When doctors told Frances Faulkenburg she had sleep apnea, she was more than ready for relief from her tired-all-the-time existence. She used to fall asleep at red lights while behind the wheel. At night, she'd wake up gasping for air, heart pounding. Her husband told her she snored.
But Faulkenburg, 47, couldn't tolerate the CPAP machine her doctor prescribed.
"I just could not get used to the face mask covering both my nose and mouth," said Faulkenburg, who lives in Oviedo, Florida.
"It was claustrophobic."
CPAP, or continuous positive airway pressure, is often one of the first solutions doctors suggest for sleep apnea. With this disorder, a person's breathing stops and starts so frequently during the night that it can lead to or exacerbate health problems. The National Sleep Foundation estimates that more than 18 million American adults have sleep apnea.
A CPAP machine blows a stream of air into the back of the throat to let people breathe easier. It prevents muscles in the back of the throat from narrowing, which can constrict the airway, causing snoring or disturbed sleep.
Yet Faulkenburg quit using her CPAP and went back to feeling sleepy and tired all the time.
Many people have a negative reaction to the machines and are tempted to do the same. The big whoosh of air in your throat. The restrictive mask on your face. It can be a lot to adjust to. Studies suggest that from one-third to more than 50% of patients either stop using their CPAP machine or never bother to fill their prescription. They quit for a variety of reasons, but mostly because the device can be cumbersome and uncomfortable. Sometimes, they quit because of confusing or stringent health insurance restrictions.
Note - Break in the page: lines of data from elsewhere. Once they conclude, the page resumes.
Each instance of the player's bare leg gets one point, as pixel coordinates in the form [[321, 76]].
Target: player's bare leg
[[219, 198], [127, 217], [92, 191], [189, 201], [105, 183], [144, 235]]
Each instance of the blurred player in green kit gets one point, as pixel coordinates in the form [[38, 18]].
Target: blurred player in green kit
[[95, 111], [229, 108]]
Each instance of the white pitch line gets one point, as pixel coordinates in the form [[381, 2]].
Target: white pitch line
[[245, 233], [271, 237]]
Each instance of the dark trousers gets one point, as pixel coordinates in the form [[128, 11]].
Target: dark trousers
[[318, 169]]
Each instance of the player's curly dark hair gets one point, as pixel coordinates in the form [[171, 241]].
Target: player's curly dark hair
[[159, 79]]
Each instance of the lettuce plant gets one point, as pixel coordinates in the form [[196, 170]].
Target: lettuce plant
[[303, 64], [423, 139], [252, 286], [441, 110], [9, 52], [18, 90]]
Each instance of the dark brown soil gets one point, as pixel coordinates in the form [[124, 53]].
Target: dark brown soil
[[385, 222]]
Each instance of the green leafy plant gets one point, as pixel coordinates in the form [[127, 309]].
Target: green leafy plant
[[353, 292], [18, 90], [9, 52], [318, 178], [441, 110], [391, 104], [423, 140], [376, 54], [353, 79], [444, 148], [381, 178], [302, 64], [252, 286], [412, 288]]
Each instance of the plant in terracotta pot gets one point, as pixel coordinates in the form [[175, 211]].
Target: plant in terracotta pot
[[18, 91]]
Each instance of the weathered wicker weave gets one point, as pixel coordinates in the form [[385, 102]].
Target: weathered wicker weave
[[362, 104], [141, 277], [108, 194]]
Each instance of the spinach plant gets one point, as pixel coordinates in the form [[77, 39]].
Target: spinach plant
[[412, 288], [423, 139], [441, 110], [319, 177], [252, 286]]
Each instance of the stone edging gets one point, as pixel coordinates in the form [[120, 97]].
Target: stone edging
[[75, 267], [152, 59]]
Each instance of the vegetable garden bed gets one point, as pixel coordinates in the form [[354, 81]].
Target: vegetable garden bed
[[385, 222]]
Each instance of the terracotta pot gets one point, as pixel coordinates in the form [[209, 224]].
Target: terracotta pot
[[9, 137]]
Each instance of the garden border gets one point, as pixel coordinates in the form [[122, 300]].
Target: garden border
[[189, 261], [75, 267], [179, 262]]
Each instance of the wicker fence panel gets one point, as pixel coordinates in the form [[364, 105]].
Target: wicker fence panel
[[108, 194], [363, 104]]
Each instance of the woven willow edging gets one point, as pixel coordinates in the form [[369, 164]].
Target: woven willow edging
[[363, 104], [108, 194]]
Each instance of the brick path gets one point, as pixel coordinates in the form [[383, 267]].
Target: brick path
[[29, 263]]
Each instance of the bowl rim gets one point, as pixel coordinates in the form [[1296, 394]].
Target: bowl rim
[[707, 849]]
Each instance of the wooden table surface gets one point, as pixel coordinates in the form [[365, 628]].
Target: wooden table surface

But the health effects of untreated sleep apnea can be serious. People struggle with anxiety, tiredness and low productivity. There's even an increased risk of high blood pressure, heart attack and stroke.
Mary Mertens, a respiratory therapist at the Cleveland Clinic, helps patients work through problems with their CPAP machine. Patients often complain that the volume of air the machine puts out feels too intense.
"Think about it as sticking your head out of a car window with your mouth open at 60 mph versus 25 mph," said Mertens. "The high pressure can be very overwhelming."
So Mertens' team goes to people's homes to help troubleshoot problems. That includes explaining sleep apnea and how a CPAP can help.
"Picture the air passage at the back of their throat like a garden hose with no water in it. The hose collapses down," said Mertens. That's what happens when a person with sleep apnea is sleeping.
"When we put a CPAP on somebody, it's like turning the water on for the garden hose," she said. "The hose then pops open and stays open."
At the Cleveland Clinic, about 70% of patients in the Respiratory Home Care program keep using their CPAP, Mertens said.
Follow-up is key. Mertens' team checks in with patients during the first three to five days, again between 30 and 45 days and again between 60 and 90 days.
Faulkenburg, the patient in Florida, first tried a CPAP 15 years ago but never checked back with her pulmonologist when she was struggling. And, she said, the physician never contacted her. Then several people in her social circle died in their sleep - all of them right around her age. Those stories shook Faulkenburg, and she decided to try her CPAP again.
"I got a mask that covered just my nose, which let my mouth stay closed. That ended up being the whole issue," she said. "I sleep so good, I can't sleep without my CPAP now."